Nation-Leading Denver Defense Turning Heads


When Denver hit the road for California last week, it was more than just a business trip.

Players and coaches spent five days in the Golden State taking in the sunny beaches, hiking together, playing cards at the hotel and enjoying each other’s company. The adventure marked the Pioneers’ first spring break trip since 2019 — a “super special” experience for the team. 

“Having that uninterrupted time as a team together not only bonds you on the field, but also makes that trust grow on the field,” junior defender Sam Thacker said. “This trip was super special for our team, and we made a lot of strides building team culture.”

The trip was just one part of Denver’s season-long effort to create strong team chemistry in and out of practice. A balance of hard work and fun has always been a staple of Denver’s program, coach Liza Kelly said, but, like many programs around the country, the Pioneers faced COVID restrictions, cancellations, and limitations on team gatherings over the past two seasons. Now, Denver is working to build its dynamic and take advantage of opportunities on and off the field.

“That [strong culture] is a strength of ours with that teamwork and trust for one another,” Thacker said. “Not that it hasn’t existed in the past, but [this year] you know the person next to you is going to do their job and you have that unspoken trust. Coming off the COVID year, we’re taking nothing for granted.”

The Pioneers’ strong chemistry and hunger for more are certainly paying off.

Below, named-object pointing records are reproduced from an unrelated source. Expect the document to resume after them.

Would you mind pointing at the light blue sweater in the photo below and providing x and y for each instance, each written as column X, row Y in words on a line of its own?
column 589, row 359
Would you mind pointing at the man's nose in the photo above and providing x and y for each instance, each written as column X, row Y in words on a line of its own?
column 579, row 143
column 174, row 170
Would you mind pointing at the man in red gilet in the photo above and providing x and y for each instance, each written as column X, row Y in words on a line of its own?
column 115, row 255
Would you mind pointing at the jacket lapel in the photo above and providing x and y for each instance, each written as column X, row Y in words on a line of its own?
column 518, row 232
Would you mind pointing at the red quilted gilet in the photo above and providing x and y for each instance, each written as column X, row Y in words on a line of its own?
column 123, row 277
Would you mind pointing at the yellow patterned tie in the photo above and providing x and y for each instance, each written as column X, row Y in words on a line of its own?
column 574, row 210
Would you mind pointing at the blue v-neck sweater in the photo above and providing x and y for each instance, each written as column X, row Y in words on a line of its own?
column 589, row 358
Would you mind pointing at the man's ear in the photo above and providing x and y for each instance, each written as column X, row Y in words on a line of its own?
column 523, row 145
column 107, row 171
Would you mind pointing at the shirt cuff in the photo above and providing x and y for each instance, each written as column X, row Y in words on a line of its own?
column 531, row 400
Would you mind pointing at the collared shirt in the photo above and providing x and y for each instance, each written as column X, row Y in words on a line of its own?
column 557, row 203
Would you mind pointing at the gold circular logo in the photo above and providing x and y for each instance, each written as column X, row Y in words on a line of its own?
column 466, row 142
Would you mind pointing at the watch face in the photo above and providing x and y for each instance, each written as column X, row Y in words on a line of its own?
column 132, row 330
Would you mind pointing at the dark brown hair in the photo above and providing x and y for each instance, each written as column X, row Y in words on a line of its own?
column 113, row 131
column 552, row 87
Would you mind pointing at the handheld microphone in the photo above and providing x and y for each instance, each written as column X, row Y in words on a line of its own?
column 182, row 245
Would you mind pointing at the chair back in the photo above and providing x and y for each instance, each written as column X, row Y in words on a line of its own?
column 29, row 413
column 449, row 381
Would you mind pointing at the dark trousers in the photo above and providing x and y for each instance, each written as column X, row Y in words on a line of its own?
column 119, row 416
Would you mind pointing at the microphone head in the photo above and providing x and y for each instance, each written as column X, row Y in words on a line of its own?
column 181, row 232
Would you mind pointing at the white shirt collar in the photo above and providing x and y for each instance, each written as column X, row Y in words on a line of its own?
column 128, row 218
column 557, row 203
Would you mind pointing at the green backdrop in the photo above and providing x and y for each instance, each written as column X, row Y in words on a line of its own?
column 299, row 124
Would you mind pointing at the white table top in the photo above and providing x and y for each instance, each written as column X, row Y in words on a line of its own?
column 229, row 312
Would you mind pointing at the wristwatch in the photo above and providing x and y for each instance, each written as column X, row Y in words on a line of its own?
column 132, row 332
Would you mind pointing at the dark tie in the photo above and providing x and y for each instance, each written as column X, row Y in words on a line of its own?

Denver is 10-1 with dominant wins over San Diego State and Drexel in California last weekend.

Denver’s defense, long one of the program’s strengths, has continued to turn heads. The Pioneers are the nation’s top scoring defense, holding the likes of Boston College, Stanford and Michigan to some of their lowest outputs this season. (Granted, Denver’s game against Boston College was called after three quarters due to frigid temperatures.)

A core of experienced upperclassmen defenders including Thacker, senior Kailee Lammers, graduate student Sammie Morton and senior Gracie DeRose anchor the Pioneers’ star unit. Thacker said the defense’s strong dynamic, ability to learn and depth have been keys to its success. Each game, someone new steps up to the plate and leads, she said.

Playing a zone defense has also been important to the unit’s tight bond, Kelly said, and takes the weight off individual players’ shoulders.

“The nice thing about playing a zone is that it is really based upon your success as a unit,” Kelly said. “You feel like you’ve gotten scored upon as a unit and that you stopped them together. It’s not so much about any one player missing a mark.”

Freshman goalkeeper Emelia Bohi is one of the sole underclassmen leading the way on Denver’s defense. Bohi, who initially played soccer and was converted to a lacrosse goalie in high school, is only in her fourth year of playing the sport. She’s in a “tough position” starting as a college freshman, Kelly said, but continues to excel.

“Her ceiling is truly limitless,” Kelly said. “Every game she realizes different things she can do within the zone, different ways to improve her game, and it’s been fun to watch her grow and be supported by the other goalies that are playing behind her.”

Denver has dominated throughout the season, only facing a handful of close matchups. Through it all, Kelly said she’s been especially proud of the team’s even-keeled nature and desire to maintain momentum.

“[I’m proud] of our ability to bounce back and play within the moment,” Kelly said. “We’ve done a good job forgetting mistakes and playing at an even level. We don’t get too high. We don’t get too low. We celebrate the little things, but we’re staying in the moment.”